Previously, FDG-PET was integrated into navigation to provide functional data for locating speech activation by subtracting the rate of glucose utilization in alternating speech-developing and silent periods. In this investigation the baseline FDG-PET was not introduced for tumor analysis although gliomas of WHO grade II and III had been investigated [16]. Moreover, image fusion of [¹¹C]-methionine-PET with MRI was used with neuronavigation to achieve a more complete tumor resection in a case of anaplastic oligodendroglioma [17]. All studies were in line with our opinion that technically no significant problems were noted in the fusion and integration to navigation process of PET image modality.
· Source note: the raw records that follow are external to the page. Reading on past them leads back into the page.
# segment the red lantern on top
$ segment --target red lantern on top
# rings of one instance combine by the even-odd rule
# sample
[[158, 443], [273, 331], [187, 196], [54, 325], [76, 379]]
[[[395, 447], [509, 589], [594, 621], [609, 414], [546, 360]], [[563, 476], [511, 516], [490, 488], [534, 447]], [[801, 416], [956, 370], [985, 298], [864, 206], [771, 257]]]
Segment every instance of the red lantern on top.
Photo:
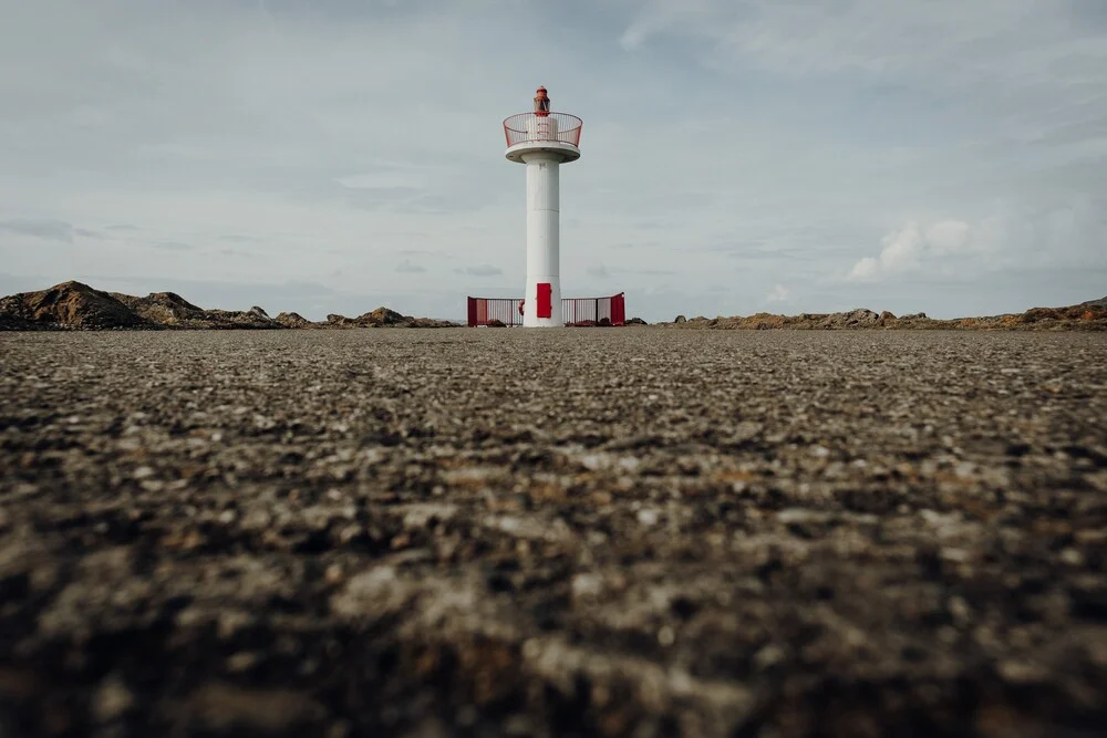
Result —
[[546, 117], [550, 114], [550, 96], [546, 93], [546, 87], [538, 87], [535, 94], [535, 115]]

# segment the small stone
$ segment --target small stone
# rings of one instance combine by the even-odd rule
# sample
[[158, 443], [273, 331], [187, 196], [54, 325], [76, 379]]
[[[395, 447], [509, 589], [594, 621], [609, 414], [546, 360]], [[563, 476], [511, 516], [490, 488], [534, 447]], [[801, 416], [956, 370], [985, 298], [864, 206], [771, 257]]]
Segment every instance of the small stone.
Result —
[[123, 717], [134, 705], [134, 694], [117, 674], [100, 683], [92, 701], [92, 711], [99, 723], [111, 723]]

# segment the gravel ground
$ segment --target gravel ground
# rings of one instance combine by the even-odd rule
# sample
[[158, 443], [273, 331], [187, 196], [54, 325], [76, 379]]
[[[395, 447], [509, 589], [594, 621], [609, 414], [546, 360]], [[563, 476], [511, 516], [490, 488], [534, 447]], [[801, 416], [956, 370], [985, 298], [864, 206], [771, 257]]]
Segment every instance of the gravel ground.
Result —
[[0, 335], [0, 735], [1107, 735], [1107, 335]]

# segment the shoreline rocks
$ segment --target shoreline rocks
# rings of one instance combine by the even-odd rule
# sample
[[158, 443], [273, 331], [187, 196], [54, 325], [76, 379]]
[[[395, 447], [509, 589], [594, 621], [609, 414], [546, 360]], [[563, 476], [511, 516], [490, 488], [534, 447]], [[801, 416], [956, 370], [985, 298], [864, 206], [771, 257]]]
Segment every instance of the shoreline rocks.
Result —
[[685, 330], [723, 331], [839, 331], [839, 330], [1008, 330], [1008, 331], [1105, 331], [1107, 330], [1107, 298], [1082, 302], [1067, 308], [1032, 308], [1024, 313], [987, 315], [982, 318], [954, 318], [935, 320], [927, 313], [913, 313], [897, 318], [887, 310], [876, 313], [858, 308], [840, 313], [800, 313], [799, 315], [775, 315], [754, 313], [724, 318], [696, 316], [685, 319], [677, 315], [672, 323], [659, 323], [665, 328]]
[[56, 330], [290, 330], [309, 328], [451, 328], [455, 323], [412, 318], [377, 308], [358, 318], [328, 315], [313, 323], [298, 313], [271, 318], [263, 308], [206, 310], [175, 292], [146, 297], [103, 292], [83, 282], [69, 281], [39, 292], [0, 298], [0, 331]]

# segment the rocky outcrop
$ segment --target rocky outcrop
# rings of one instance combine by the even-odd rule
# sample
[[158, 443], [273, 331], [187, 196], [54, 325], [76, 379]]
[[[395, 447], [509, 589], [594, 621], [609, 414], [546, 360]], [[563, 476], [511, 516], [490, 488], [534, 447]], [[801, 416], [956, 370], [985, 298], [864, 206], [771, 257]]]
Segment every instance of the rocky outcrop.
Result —
[[799, 315], [774, 315], [755, 313], [748, 316], [692, 318], [684, 320], [677, 315], [670, 328], [701, 330], [794, 330], [794, 331], [838, 331], [838, 330], [1107, 330], [1107, 298], [1082, 302], [1068, 308], [1032, 308], [1024, 313], [990, 315], [985, 318], [958, 318], [934, 320], [927, 313], [913, 313], [896, 318], [883, 311], [876, 313], [865, 308], [842, 313], [801, 313]]
[[151, 292], [145, 298], [112, 292], [111, 295], [152, 323], [176, 325], [189, 320], [203, 320], [206, 312], [176, 292]]
[[284, 328], [311, 328], [314, 325], [300, 313], [279, 313], [276, 320]]
[[356, 318], [330, 314], [327, 323], [321, 324], [327, 328], [456, 328], [456, 323], [449, 321], [434, 320], [433, 318], [412, 318], [397, 313], [389, 308], [377, 308]]
[[0, 298], [0, 328], [85, 330], [161, 328], [108, 292], [82, 282], [62, 282], [41, 292]]
[[175, 292], [152, 292], [145, 298], [122, 292], [111, 294], [143, 319], [165, 328], [196, 330], [284, 328], [257, 305], [249, 310], [204, 310]]
[[63, 282], [40, 292], [0, 298], [0, 331], [177, 329], [273, 330], [306, 328], [452, 328], [456, 323], [412, 318], [377, 308], [358, 318], [331, 314], [313, 323], [298, 313], [271, 318], [265, 309], [205, 310], [175, 292], [152, 292], [144, 298], [102, 292], [81, 282]]

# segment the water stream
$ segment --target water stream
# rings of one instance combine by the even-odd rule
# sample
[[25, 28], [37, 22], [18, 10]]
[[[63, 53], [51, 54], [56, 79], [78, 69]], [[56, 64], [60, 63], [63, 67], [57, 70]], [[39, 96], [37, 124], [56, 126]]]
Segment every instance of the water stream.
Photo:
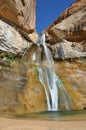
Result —
[[[38, 46], [40, 45], [42, 45], [42, 47], [44, 48], [46, 65], [44, 67], [44, 70], [42, 69], [41, 66], [38, 68], [39, 80], [42, 83], [45, 90], [48, 110], [57, 111], [58, 110], [58, 88], [57, 88], [58, 78], [56, 77], [54, 72], [54, 61], [51, 52], [45, 44], [45, 34], [41, 35], [38, 39]], [[48, 88], [46, 88], [46, 85]]]

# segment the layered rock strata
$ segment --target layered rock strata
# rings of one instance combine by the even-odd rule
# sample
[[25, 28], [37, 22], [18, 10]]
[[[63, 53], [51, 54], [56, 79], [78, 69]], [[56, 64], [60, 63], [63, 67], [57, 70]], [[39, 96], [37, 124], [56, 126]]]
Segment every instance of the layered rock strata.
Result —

Target setting for biopsy using FDG-PET had been evaluated previously in stereotactic procedures [6], [18], [19], [20], [21]. Here, in FDG-PET guided stereotactic series of non contrast enhancing lesions the rate of anaplastic tumors was described to be only 27% [19]. This might be due to the fact of very small specimens obtained by stereotactic procedures, taking into concern that the neuropathologist underestimated the grade, if only a needle biopsy is available [22], [23]. In our series we used the navigated biopsy forceps obtaining tissue samples of about 2x6 mm. In consistency to our investigation stereotactic studies show a significant correlation of glucose and cell density [6], [18]. However, this is limited in terms of anaplasia [6].
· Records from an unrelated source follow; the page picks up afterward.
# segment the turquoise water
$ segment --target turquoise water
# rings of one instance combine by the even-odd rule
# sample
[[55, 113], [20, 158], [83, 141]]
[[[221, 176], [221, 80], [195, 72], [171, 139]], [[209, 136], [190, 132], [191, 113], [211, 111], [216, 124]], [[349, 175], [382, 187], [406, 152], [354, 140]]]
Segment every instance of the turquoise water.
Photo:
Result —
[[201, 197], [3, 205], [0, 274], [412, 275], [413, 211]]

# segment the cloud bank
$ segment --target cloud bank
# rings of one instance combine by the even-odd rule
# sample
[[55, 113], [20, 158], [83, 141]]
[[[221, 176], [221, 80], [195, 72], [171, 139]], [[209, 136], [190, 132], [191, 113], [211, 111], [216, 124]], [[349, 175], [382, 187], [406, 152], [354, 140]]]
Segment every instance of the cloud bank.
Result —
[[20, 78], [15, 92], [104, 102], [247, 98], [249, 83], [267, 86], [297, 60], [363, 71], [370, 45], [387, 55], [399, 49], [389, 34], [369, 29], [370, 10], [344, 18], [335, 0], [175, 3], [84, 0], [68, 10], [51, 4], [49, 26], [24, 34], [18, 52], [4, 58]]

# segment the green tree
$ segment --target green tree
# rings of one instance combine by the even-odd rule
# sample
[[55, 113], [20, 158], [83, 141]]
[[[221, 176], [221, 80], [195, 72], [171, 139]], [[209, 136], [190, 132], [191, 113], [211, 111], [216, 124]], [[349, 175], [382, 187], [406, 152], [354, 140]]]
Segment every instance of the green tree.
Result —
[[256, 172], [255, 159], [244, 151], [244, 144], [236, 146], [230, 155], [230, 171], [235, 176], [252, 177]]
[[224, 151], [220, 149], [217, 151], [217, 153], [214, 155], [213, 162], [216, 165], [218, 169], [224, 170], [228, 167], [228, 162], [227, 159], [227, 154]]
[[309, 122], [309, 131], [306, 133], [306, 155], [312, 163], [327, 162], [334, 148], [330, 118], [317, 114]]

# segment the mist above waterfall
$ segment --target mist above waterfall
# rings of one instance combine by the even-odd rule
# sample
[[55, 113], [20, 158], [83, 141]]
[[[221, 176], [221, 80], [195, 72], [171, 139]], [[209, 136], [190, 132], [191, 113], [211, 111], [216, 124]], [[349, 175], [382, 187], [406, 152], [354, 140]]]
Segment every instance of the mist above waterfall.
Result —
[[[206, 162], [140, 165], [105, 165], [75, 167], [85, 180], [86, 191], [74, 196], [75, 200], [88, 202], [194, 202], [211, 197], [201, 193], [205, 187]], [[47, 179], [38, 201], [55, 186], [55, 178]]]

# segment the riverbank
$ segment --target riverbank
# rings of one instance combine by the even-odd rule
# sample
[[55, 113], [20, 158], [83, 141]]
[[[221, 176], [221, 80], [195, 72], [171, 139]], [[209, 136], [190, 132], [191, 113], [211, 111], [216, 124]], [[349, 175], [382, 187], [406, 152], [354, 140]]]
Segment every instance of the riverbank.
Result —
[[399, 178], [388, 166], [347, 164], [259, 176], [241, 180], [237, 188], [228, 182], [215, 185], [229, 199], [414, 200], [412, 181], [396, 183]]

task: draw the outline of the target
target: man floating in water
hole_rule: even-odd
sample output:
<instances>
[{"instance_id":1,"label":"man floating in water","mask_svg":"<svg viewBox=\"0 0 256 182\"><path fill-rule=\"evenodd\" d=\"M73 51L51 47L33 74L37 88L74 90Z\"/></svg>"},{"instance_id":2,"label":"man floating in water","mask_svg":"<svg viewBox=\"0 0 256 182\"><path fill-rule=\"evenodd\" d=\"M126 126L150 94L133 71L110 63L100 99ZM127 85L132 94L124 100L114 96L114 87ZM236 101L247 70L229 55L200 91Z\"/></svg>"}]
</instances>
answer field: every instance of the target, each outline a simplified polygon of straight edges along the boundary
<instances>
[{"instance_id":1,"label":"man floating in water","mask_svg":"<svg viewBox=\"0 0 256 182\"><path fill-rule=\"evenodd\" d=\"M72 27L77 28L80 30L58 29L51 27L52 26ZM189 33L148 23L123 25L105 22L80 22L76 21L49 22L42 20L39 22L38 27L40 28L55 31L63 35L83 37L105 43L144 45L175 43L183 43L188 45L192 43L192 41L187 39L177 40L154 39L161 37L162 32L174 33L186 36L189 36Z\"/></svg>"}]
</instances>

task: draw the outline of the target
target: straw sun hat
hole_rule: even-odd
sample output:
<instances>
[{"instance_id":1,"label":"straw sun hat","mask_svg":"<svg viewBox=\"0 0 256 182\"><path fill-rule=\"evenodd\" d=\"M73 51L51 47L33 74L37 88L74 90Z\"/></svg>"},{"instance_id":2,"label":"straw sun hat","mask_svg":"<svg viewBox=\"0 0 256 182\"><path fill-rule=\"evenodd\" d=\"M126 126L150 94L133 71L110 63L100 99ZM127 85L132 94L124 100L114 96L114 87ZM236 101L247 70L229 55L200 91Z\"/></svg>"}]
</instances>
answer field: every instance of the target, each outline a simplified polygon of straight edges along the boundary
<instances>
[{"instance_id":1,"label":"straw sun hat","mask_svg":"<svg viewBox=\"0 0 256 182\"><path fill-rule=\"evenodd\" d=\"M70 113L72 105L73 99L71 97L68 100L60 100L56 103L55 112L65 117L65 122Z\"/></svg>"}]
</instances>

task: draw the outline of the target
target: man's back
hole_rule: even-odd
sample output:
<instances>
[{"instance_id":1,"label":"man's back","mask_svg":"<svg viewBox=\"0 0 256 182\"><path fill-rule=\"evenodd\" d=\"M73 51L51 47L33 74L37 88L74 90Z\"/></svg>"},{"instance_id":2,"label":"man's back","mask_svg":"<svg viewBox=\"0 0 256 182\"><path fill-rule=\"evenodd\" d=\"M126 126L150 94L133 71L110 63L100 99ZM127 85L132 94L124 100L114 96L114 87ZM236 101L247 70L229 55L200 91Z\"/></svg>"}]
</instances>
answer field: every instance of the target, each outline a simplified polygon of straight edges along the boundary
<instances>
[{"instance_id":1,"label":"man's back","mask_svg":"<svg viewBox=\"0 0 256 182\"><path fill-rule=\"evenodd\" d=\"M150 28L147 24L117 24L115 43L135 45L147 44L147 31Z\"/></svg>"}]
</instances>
Francaville and coworkers published 12 patients with focal hypermetabolic changes as a hint for malignant transformation [24]. FDG-PET was accomplished if patients with previously diagnosed low-grade gliomas had signs of tumor progression. Six of twelve tumors showed histological progression in grading compared to the time point of biopsy. However, 50 percent of the lesions did not receive a second biopsy and progression was assumed on MRI and PET scan changes.

In our opinion FDG-PET may be slightly superior to predict histological grading. However we are not able to prove significant better sensitivity of PET imaging with our study. Nevertheless, pathological evaluation remains by far the gold standard and surgical biopsies will not be replaced by imaging modalities so far. Further investigations are needed to quantify accuracy of image fusion and evaluate other imaging modalities like fluoro-ethyl-thyrosin (FET)-PET and MR spectroscopy.

PET integration into neuronavigation is a helpful tool to localize metabolic active regions of interest to obtain representative histological specimens. Compared to MRI criteria increased glucose uptake in PET imaging did not significantly increase the rate of prediction for histological grading. Neuronavigation is an excellent tool to prove modern image modalities for their clinical significance.